This is an article from the WLUFA Advocate November 2014 3.2.
Sue Ferguson, Digital Media and Journalism
I’m imagining yet another spin-off of a Monopoly game. Only instead of progressively tonier streets in Paris or Rome, your token parades past increasingly differentiated – that is differentially funded – Canadian universities. And you win not by accumulating houses and hotels, but (low-cost) departments and faculties deemed to attract the most customers, er, sorry, students.
For that is the model of post-secondary education we are well on the way to building. Never mind that the sector was designed, and financed, as a public good. Never mind that Canadian universities are supposed to, are in fact mandated to, serve the public interest. Never mind that competition for students is an incredibly inefficient (and arguably costly) way of serving the public.

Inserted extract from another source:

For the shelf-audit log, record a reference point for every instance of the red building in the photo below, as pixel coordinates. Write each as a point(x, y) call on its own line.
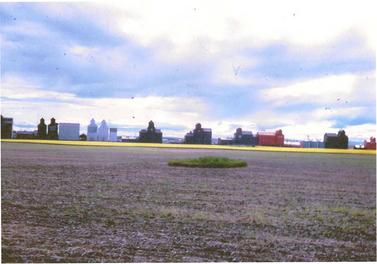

Such considerations are easily shrugged off, however, by the neoliberal reformers of our institutions, those who constantly claim their hands are tied by deficits and debts, by funding models that follow students, by the vagaries of the labour market.
What are faculty and librarians to do? Well, we can start by reminding ourselves and our administrators that universities are not yet a business. They are still, however inadequately, publicly funded. And the Wilfrid Laurier Act still governs our operations.
That means that universities are tasked with performing a service (or delivering a product if you prefer) that the market in fact fails to provide – that is, one that is not necessarily profitable, but is essential. It also means that we, as the professionals who are trusted to deliver that service/product, are in fact responsible not to the fiscal conservatives in government, but to Ontario’s citizens (those who pay our salaries through taxes and those who don’t).
The articles in this issue track aspects of that responsibility – be it our moral and profes-sional responsibility to provide safe student environments, our collegial responsibility to fight for a fair work environment or our legal duty to govern the institution in the public interest. We hope they contribute to re-imagining the very public business of universities.